There is a reference here however to a chinese mathematician who worked it out in 1584. I don't know if his work made it across the continent and influenced anyone. It is not likely that many musicians would have understood the math in the 16th century.

https://en.wikipedia.org/wiki/Well_temperament#targetText=Or....




Notably, well-temperament is not equal-temperament. Also under-appreciated is that you can change the pitch of each strike of a key on a clavichord by striking harder/softer or pressing into the key. It uses a “hammer-on” like action, so if you press into the key after striking a note, you will increase the tension on the string and raise the pitch. For me, realizing this gave me a whole new appreciation for CPE Bach’s music. There’s probably a dissertation in that somewhere for somebody.

A klavier is not necessarily a clavichord, but an organ has some interesting tuning tricks up its sleeves with its various stops.


Organs are not really tuned with the stops, the stops engage or disengage banks ('ranks' in organ terminology) of related pipes. The only way this would affect tuning is if you have a secondary rank with an alternate tuning, you'd have to disable one rank and enable another.

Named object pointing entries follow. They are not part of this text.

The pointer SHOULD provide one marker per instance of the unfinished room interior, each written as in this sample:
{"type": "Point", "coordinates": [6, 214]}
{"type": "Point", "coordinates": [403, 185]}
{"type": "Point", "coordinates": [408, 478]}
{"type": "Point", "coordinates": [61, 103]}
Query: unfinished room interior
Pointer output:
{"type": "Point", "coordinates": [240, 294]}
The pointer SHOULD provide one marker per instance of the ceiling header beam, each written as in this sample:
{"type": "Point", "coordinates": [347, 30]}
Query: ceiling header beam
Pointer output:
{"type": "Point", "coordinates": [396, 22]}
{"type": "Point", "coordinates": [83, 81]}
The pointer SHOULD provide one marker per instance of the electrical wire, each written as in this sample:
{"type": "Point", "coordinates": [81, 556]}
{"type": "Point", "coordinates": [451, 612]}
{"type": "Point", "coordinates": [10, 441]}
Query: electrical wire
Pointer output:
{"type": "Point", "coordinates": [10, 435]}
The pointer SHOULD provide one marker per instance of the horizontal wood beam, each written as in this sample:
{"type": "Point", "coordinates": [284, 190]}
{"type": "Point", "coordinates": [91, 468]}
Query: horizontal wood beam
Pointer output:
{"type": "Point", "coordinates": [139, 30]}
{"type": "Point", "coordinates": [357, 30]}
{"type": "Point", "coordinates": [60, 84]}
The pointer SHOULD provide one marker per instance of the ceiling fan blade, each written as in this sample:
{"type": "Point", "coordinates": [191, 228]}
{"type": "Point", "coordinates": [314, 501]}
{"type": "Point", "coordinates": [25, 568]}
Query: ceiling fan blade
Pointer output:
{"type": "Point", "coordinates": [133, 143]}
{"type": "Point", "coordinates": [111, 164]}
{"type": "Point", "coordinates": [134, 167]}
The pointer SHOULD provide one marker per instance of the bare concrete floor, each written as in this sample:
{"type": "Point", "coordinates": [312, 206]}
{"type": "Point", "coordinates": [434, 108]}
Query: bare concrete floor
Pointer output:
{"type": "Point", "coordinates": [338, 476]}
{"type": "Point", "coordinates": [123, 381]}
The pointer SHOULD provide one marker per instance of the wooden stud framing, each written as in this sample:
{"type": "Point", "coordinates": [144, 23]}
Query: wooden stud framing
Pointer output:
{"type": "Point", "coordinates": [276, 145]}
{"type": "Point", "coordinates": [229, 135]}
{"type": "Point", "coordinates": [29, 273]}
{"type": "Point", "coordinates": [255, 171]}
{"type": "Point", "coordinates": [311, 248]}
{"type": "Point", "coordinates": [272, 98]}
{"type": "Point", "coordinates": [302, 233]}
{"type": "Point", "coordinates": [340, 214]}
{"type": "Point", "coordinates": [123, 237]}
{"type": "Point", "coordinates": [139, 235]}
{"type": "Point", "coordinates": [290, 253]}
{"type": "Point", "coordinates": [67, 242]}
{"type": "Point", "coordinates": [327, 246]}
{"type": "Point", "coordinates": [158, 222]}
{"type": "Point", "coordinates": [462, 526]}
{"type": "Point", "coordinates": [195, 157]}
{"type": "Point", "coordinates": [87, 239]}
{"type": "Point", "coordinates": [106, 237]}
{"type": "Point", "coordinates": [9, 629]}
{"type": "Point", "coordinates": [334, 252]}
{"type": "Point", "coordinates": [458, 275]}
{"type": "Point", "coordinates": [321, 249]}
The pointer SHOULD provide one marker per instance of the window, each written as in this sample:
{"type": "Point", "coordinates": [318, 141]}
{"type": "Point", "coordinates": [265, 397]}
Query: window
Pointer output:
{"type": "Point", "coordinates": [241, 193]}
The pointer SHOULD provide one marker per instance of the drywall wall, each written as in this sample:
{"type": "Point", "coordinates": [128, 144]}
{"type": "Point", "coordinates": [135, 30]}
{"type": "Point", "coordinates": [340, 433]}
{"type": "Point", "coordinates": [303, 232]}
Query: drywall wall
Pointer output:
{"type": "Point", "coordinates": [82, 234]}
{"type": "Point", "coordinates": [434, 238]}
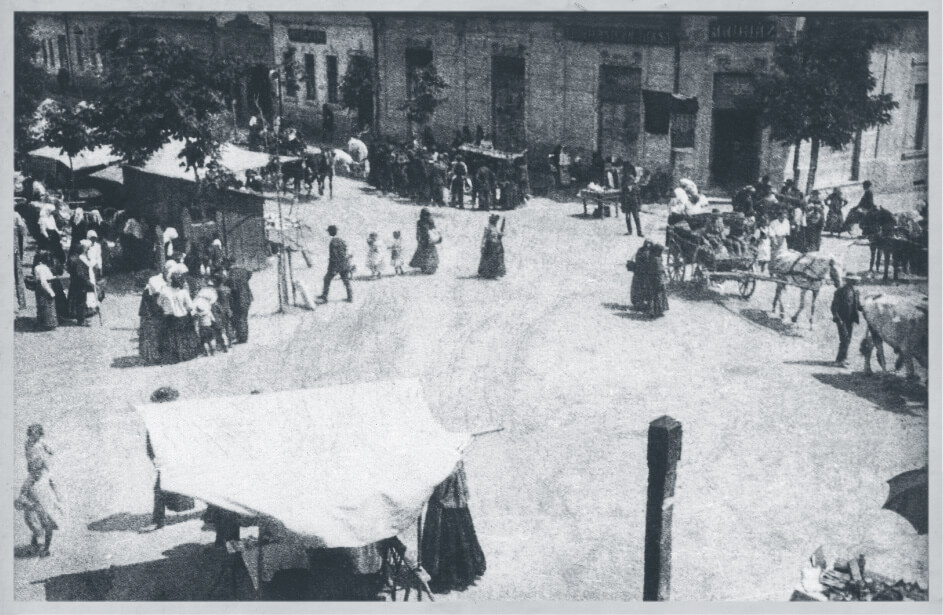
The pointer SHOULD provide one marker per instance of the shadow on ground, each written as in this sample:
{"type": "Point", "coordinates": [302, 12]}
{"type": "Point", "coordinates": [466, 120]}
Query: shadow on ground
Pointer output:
{"type": "Point", "coordinates": [191, 572]}
{"type": "Point", "coordinates": [763, 319]}
{"type": "Point", "coordinates": [128, 522]}
{"type": "Point", "coordinates": [887, 391]}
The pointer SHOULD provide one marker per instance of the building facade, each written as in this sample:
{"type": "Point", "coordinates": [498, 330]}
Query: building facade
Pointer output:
{"type": "Point", "coordinates": [670, 92]}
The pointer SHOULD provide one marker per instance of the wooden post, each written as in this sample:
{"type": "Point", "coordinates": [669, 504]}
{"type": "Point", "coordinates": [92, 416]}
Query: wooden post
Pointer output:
{"type": "Point", "coordinates": [664, 451]}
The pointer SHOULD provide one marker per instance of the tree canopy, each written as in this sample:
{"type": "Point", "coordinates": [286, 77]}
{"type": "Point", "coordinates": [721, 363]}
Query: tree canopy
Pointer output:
{"type": "Point", "coordinates": [156, 90]}
{"type": "Point", "coordinates": [820, 89]}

Organs are tuned directly at the individual pipes (just like string instruments are tuned at the strings). Each pipe, depending on the kind of pipe used has a slide that goes in and out on one end to match the pipe length or, alternatively, a tiny tongue of metal that is rolled up or extended. Tuning (or 'voicing') an organ is super labor intensive and time consuming.

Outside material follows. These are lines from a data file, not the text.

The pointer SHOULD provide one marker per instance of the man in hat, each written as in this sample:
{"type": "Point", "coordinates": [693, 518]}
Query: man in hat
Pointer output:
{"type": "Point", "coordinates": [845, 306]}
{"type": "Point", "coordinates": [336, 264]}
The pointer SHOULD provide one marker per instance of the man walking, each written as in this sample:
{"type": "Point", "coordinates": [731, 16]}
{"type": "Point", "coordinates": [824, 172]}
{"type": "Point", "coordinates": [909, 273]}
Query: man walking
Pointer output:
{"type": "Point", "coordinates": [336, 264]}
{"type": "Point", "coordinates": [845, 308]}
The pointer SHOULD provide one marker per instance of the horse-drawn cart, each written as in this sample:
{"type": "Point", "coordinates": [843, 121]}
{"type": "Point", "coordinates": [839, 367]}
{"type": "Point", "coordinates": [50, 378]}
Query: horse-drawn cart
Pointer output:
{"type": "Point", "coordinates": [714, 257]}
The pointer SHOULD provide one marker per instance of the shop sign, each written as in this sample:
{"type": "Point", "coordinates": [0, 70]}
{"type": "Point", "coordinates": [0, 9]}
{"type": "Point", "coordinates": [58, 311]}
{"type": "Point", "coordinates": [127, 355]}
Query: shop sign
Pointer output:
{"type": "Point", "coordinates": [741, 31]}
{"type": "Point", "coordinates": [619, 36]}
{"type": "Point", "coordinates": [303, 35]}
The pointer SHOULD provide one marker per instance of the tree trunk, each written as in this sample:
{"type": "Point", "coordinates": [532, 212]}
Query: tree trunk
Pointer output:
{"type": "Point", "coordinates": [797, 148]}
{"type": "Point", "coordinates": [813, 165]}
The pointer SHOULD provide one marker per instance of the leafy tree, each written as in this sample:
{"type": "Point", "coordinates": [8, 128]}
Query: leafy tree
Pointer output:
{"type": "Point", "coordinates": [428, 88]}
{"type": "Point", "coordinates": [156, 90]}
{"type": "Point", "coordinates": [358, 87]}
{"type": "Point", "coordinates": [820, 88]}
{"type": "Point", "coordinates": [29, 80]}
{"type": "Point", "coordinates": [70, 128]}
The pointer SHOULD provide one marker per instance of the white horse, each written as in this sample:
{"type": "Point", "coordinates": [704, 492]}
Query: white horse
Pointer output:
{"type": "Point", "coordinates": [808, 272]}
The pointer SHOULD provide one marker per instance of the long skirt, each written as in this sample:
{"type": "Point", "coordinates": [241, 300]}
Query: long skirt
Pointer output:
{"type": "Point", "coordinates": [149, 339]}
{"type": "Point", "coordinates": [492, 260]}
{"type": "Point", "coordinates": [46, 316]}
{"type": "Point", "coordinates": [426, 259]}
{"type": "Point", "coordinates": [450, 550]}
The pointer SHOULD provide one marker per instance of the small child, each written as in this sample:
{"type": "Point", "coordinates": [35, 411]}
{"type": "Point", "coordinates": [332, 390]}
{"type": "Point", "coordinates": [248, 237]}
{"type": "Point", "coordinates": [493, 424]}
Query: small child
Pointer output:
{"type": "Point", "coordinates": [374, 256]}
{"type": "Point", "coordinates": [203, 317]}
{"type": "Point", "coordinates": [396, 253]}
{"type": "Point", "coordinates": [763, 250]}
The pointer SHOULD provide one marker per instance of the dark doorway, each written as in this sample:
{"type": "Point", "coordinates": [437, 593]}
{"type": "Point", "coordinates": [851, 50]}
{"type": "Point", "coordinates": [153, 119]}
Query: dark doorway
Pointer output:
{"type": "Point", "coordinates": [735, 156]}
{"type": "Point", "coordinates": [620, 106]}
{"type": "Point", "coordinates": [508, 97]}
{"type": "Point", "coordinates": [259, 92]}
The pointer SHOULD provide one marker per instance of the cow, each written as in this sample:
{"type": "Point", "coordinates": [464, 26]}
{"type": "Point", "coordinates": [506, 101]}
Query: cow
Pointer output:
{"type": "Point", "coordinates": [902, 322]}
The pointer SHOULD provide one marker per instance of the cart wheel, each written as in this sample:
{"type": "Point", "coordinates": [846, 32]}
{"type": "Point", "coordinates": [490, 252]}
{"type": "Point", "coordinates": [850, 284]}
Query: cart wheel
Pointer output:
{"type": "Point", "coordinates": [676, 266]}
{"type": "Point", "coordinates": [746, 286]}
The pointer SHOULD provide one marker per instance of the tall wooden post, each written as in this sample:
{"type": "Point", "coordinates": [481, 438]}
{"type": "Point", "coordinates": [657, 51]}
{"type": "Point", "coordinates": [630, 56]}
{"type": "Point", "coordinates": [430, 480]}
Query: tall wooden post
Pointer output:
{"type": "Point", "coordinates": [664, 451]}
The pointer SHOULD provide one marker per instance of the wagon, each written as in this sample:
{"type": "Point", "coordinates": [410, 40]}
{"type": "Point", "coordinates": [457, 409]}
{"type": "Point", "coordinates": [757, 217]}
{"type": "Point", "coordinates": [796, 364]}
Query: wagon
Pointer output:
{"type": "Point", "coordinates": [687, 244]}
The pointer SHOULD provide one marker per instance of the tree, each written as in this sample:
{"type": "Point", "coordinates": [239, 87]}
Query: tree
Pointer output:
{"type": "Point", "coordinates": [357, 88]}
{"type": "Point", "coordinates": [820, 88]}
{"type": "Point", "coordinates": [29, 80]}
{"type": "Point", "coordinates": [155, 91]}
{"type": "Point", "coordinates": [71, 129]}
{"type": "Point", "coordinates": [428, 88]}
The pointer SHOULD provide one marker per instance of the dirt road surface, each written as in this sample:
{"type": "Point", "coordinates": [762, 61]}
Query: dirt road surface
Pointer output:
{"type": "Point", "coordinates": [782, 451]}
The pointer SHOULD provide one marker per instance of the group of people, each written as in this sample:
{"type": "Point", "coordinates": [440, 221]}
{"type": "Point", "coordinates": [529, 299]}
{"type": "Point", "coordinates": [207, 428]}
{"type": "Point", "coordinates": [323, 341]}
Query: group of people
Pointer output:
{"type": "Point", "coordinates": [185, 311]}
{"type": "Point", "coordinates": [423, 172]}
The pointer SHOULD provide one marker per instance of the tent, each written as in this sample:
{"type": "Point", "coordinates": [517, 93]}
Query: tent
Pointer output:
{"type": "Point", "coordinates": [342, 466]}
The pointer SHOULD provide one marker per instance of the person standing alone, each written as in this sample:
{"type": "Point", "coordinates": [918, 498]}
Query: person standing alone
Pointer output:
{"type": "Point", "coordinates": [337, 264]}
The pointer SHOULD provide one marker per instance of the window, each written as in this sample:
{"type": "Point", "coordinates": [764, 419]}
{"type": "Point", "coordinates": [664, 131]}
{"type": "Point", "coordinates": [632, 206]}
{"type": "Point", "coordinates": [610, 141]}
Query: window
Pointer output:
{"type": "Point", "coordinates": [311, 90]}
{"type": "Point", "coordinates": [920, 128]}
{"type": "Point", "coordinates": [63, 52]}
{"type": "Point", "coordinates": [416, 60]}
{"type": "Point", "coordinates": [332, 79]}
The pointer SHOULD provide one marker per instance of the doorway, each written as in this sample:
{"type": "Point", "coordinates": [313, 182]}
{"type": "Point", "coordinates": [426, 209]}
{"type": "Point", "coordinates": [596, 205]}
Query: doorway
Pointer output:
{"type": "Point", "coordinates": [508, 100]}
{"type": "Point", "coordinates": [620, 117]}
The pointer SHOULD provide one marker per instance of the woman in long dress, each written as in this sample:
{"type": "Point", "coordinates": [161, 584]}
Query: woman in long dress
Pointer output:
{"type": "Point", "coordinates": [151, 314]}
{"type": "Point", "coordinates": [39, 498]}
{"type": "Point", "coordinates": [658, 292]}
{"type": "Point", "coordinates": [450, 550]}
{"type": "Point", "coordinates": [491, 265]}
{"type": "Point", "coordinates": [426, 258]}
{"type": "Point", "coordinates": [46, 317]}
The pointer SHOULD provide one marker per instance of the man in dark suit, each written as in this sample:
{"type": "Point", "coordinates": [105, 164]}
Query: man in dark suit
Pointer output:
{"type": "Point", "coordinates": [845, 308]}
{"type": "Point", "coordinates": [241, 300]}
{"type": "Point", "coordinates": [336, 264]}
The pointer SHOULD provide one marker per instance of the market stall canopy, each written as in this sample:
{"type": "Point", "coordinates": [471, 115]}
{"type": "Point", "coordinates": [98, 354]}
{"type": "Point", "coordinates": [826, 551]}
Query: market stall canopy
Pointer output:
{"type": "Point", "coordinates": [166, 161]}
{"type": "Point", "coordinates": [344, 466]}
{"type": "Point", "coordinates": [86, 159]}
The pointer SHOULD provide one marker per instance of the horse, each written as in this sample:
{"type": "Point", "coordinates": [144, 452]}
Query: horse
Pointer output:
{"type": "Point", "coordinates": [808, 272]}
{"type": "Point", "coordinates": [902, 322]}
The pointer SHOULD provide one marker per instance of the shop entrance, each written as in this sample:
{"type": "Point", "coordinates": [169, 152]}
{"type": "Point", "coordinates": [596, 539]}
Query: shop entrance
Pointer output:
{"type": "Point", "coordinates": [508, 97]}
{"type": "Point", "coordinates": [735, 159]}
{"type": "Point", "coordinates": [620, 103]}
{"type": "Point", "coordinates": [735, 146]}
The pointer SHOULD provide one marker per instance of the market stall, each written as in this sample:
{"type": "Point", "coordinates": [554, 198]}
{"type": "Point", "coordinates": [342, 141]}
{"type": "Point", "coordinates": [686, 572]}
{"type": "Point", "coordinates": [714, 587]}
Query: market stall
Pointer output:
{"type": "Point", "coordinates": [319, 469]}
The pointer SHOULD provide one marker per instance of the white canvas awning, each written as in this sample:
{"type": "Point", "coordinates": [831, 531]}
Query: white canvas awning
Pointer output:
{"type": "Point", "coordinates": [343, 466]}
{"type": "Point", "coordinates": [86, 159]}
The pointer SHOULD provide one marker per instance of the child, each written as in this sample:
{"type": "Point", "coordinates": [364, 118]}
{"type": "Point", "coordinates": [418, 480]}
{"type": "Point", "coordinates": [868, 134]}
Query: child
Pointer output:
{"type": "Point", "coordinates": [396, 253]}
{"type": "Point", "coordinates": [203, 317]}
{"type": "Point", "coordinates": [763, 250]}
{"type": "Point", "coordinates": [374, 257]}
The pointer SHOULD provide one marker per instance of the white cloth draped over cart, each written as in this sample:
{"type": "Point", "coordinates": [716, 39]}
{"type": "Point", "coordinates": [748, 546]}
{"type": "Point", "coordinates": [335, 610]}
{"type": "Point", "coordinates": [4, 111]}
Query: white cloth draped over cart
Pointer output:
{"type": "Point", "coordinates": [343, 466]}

For a large organ it can take weeks.


I am well aware. I have participated in the tuning of a (small) organ, as I am an organist. You can affect the perceived tuning of the instrument by engaging mutation stops / aliquots. Further, speaking from experience, in practice, stops have a tendency to go out of tune at different rates. Most organists know their instrument very well, have have an intuition for what keys will sound best with what stops at any given time on their instrument.


That makes a lot more sense than the way you wrote it first :)

Which organ do you play?


Oh yes. The things you do to avoid that out-of-tune trumpet pipe. :-)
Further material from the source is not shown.